Managing stormwater is essential for New Zealand towns and cities. Without effective stormwater management, floodwaters can damage homes and businesses, contaminate drinking water, and disrupt vital services.
Urban stormwater can have a range of negative impacts on water quality and the environment. These can include increased sedimentation and turbidity in waterways, flooding and erosion.
Stormwater management is the process of controlling and managing stormwater runoff from urban areas in order to protect and enhance water quality and the environment. Learn more about how you can help Auckland’s stormwater system stay healthy from your own home.
There are a number of benefits of stormwater management, which include:
Improving water quality
Stormwater management can help to improve water quality by minimising the amount of pollutants and sediment that enters waterways. This can be achieved through a range of measures such as catchment and wetland rehabilitation, street sweeping and the use of filters and sediment traps.
Reducing flood risk
Stormwater management can reduce the risk of flooding by managing the volume and rate of runoff from urban areas. This can be achieved through measures such as detention basins, infiltration trenches and green roofs.
Enhancing the environment
Stormwater management can enhance the environment by improving the quality of waterways and protecting against erosion. It can also create green space and habitat for urban wildlife.
Supporting sustainable development
Stormwater management is an important part of sustainable urban development.

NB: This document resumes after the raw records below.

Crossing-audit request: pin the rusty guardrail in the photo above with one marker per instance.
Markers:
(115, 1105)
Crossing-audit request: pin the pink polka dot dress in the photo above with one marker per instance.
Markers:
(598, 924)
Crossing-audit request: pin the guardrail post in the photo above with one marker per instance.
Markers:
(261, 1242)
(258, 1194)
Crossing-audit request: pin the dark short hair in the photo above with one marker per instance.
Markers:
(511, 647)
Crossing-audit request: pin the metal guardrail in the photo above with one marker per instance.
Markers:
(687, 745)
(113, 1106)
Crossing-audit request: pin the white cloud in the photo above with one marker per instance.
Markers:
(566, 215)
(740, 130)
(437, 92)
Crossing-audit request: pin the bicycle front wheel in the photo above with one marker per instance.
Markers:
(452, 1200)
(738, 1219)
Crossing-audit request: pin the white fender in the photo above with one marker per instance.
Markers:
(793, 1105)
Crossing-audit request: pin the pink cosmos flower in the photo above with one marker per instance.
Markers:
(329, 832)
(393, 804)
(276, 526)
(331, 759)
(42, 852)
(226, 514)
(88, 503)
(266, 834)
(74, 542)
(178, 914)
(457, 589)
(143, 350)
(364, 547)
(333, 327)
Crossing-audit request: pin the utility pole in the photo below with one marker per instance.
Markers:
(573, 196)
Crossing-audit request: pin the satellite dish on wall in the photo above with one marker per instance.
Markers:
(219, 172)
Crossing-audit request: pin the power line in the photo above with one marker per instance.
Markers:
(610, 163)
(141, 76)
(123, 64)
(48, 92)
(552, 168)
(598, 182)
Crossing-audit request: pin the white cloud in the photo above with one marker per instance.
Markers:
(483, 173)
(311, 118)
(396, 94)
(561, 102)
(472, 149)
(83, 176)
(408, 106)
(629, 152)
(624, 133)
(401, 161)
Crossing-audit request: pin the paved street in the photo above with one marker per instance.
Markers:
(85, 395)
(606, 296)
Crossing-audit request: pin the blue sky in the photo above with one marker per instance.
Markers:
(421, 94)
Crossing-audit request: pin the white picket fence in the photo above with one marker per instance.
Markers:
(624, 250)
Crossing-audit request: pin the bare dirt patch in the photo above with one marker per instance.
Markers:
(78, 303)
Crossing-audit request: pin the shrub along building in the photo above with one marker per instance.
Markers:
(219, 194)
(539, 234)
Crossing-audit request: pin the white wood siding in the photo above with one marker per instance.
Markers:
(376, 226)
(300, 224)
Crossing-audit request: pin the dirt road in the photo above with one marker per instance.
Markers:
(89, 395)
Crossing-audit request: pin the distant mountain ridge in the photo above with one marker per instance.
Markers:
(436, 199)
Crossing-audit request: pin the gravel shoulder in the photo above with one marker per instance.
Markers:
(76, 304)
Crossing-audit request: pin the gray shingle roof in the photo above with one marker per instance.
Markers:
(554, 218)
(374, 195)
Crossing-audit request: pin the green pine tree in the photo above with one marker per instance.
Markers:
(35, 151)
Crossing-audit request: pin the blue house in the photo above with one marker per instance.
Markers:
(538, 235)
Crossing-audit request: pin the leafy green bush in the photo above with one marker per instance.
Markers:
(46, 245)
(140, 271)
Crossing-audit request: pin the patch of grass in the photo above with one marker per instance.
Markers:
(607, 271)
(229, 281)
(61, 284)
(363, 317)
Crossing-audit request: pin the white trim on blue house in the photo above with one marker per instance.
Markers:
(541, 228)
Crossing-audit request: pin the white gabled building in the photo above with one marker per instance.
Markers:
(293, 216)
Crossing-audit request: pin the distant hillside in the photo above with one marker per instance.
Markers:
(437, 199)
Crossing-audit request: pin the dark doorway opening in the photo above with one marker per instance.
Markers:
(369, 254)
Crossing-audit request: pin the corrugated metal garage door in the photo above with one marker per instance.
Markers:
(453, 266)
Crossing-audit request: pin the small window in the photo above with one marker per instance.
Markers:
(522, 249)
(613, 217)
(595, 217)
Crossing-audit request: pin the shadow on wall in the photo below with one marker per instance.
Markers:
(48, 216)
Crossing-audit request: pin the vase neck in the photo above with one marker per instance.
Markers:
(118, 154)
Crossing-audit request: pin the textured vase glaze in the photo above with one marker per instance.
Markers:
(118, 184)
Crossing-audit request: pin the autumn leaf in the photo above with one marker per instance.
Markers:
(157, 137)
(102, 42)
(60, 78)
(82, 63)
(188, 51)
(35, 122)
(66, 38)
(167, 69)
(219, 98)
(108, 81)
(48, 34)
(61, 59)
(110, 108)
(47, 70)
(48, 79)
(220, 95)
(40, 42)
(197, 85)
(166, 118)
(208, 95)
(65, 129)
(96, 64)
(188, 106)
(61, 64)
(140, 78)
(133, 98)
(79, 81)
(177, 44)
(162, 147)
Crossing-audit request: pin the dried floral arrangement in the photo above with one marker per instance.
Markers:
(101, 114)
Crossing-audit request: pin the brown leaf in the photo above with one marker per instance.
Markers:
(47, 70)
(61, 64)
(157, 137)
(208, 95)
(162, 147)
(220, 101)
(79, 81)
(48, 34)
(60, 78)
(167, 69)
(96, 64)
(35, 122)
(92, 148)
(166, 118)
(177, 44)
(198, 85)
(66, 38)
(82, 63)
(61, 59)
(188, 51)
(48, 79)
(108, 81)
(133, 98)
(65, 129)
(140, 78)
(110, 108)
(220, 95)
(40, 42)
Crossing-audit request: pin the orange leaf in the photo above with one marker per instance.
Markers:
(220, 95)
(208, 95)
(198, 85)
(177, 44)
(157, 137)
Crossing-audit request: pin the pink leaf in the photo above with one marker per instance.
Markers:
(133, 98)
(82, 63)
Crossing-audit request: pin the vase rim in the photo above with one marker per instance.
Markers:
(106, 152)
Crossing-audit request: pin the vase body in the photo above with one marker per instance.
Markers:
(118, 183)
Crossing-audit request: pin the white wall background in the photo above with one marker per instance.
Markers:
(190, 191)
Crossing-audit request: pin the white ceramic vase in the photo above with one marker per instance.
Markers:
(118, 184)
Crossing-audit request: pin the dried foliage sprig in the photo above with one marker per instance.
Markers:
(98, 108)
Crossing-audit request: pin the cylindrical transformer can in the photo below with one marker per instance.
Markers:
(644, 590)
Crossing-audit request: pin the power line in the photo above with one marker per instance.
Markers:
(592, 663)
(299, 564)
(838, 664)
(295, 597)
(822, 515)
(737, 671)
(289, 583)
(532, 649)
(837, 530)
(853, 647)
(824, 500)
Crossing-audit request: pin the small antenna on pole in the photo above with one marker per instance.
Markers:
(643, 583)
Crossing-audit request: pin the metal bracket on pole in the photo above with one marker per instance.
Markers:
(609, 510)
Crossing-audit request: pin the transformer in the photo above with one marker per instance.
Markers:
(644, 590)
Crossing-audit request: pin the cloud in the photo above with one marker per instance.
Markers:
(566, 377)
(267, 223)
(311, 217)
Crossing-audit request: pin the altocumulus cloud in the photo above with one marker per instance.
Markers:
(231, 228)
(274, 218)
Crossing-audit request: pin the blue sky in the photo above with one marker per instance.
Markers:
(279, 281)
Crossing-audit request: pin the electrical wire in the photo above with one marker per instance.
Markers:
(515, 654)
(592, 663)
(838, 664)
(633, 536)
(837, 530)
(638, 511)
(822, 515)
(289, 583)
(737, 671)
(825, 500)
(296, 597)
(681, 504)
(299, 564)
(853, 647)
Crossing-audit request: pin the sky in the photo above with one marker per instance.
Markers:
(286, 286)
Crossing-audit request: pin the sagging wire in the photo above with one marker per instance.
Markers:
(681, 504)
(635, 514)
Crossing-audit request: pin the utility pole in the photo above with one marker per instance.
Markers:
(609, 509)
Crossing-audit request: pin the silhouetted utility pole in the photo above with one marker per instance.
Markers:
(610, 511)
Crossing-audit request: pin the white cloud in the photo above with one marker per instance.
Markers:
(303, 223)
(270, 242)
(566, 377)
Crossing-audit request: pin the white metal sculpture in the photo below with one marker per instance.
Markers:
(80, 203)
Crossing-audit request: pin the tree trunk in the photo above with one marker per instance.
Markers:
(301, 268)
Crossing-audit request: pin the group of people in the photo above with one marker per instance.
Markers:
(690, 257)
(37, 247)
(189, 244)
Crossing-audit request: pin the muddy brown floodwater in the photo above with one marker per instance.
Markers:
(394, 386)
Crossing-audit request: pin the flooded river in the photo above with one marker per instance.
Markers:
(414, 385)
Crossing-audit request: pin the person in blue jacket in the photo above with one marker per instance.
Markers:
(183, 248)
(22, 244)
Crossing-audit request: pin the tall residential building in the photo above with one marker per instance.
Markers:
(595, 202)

It can help to reduce the impact of urbanisation on the environment and support the development of liveable and resilient cities.
Creating economic benefits
Stormwater management can create a range of economic benefits, including reducing the costs of flood damage, improving water quality and enhancing the value of property.
Stormwater management is essential for protecting and enhancing water quality and the environment in urban areas. It can also create a range of economic and social benefits.
Resource Management Act 1991
In New Zealand, stormwater management is governed by the Resource Management Act 1991 (RMA). The RMA requires councils to take a ‘catchment approach’ to stormwater management, which means managing stormwater at its source, rather than trying to clean it up after it has entered waterways.
There are a number of different stormwater management techniques that councils can use to reduce water pollution, including:
- Constructing drainage systems that channel stormwater away from urban areas
- Building ‘retention basins’ or ‘infiltration basins’, which allow stormwater to seep slowly into the ground rather than running off into waterways
- Planting trees and other vegetation, which help to intercept and filter stormwater
- Constructing ‘ permeable pavements’, which allow stormwater to seep through rather than run off
- Creating ‘wetlands’, which filter and cleanse stormwater before it enters waterways
All of these stormwater management techniques have been shown to be effective in reducing water pollution. In addition, they have a number of other benefits, including reducing the risk of flooding, recharging groundwater supplies, and providing habitat for wildlife.
With the right stormwater management measures in place, councils can significantly reduce water pollution and help to protect the health of their communities.